The Cooper Hewitt National Design Museum Library boasts more than 10,000 postcards in its “hidden” collection. Arranged by subject in card file drawers, they range in date from the turn of the century to the 1990’s. In our last post, Parisian fashion was featured. In this second post, the Libraries will feature the architecture of New York and Los Angeles.
Postcards bear testament to seminal moments and monuments of history. They record the interiors and exteriors of some of the most celebrated hotels of the nineteenth and early twentieth centuries, many of which no longer stand today. This includes photographs and etchings of buildings from every state in the United States as well as cards from virtually every major European city.

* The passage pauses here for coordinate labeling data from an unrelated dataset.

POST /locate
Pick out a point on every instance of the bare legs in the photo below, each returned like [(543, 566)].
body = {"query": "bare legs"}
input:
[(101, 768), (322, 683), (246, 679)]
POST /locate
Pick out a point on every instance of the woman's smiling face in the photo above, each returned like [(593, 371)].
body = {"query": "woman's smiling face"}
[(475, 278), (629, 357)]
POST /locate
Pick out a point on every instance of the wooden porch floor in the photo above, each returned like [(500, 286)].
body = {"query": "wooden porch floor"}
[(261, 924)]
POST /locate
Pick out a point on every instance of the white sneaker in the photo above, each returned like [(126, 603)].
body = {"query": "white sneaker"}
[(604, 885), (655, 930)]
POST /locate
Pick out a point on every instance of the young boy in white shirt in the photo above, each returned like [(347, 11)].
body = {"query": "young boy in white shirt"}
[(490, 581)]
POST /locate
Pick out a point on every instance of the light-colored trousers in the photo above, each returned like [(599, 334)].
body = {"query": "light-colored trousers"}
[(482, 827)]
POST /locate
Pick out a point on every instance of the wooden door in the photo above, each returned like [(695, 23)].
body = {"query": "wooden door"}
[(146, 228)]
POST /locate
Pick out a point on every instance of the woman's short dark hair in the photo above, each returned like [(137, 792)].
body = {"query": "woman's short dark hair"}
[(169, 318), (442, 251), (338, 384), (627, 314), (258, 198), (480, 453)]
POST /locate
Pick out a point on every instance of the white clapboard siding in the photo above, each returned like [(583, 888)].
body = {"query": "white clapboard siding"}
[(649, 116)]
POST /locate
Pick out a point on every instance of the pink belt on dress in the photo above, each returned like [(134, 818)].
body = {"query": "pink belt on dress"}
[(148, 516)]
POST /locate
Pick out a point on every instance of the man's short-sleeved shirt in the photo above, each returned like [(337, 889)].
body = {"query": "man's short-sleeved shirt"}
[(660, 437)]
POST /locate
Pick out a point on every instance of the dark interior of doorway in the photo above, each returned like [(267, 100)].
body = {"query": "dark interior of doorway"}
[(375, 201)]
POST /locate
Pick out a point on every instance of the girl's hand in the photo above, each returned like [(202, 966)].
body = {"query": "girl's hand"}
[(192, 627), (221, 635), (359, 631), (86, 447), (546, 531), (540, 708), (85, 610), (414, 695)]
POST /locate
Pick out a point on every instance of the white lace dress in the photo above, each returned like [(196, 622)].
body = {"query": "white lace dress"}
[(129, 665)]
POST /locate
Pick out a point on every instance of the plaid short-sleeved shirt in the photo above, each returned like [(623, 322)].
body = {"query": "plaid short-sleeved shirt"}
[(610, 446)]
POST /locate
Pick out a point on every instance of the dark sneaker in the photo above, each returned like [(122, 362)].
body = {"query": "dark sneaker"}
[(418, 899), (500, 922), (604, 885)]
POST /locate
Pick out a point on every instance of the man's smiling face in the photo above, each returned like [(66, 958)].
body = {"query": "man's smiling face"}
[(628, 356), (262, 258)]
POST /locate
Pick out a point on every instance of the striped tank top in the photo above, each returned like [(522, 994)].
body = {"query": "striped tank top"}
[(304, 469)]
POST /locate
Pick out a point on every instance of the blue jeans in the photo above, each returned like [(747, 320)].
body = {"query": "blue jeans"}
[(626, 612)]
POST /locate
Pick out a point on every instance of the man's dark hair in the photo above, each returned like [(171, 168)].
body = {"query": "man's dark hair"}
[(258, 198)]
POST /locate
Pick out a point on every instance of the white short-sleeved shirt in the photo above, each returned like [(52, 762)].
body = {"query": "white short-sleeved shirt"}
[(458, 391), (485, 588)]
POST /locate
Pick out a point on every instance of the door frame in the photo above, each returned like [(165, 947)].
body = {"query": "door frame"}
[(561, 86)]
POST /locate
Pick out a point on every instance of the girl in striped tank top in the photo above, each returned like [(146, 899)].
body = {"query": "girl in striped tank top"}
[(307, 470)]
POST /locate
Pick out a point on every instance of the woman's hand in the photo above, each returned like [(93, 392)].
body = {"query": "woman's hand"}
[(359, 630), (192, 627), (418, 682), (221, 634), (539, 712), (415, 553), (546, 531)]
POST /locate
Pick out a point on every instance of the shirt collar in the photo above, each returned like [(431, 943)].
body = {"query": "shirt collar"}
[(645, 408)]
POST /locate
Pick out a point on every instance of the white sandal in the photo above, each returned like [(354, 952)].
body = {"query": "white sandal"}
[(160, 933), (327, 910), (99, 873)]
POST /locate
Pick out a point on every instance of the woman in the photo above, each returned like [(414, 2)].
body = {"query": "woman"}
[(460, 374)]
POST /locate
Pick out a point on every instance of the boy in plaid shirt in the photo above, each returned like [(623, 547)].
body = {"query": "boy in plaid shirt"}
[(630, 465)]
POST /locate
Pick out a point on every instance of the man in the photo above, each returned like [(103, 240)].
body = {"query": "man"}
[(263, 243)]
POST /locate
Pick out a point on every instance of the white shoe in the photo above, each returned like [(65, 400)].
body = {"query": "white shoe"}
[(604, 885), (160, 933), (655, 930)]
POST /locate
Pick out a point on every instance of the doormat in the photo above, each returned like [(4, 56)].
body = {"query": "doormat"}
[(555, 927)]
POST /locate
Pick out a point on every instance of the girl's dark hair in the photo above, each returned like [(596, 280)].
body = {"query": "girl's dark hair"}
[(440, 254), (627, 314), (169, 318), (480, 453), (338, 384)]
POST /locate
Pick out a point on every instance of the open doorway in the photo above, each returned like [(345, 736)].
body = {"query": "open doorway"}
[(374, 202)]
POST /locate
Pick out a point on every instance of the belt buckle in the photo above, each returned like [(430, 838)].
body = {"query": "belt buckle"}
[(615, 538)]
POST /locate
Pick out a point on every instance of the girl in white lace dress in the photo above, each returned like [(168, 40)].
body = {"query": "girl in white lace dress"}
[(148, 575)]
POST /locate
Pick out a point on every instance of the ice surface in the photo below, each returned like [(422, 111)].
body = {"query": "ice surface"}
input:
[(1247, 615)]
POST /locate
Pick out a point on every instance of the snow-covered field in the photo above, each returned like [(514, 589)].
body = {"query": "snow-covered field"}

Many of the cards in the collection depict scenes from New York. A few capture the Hotel Astor,
a luxury hotel that opened to New Yorkers in September 1904, but in
1967, less than three-quarters of a century later, was demolished to
make room for a 50-story office tower. The Astor’s architects, Charles
W. Clinton and William H. Russell designed the fashionable hotel in the
French Renaissance Beaux-Arts style, and within a year it would open a
lavish roof garden, filled with fountains, trees, waterfalls, lilies,
and thousands of flowers, hosting famous parties from the early 1920’s
until just after World War II.
Several New York postcards document older monuments: the bustling Hotel Rockwell, a popular resort for wealthy urbanites seeking vacation in the Catskills in Monticello, New York, that burnt to the ground in 1909.
Postcards from California include hotels, cityscapes, and mining towns. There are several images of the exterior of The Ambassador, a Los Angeles hotel that hosted the Academy Award ceremonies. the Ambassador also housed numerous presidents, including Herbert Hoover, Richard Nixon, and presidential candidate Robert F. Kennedy, until he was assassinated in the hotel’s pantry on June 5, 1968. The Ambassador was torn down in 2006.
The California postcard collection also includes numerous early twentieth century views of Californian mining towns and the city of Los Angeles.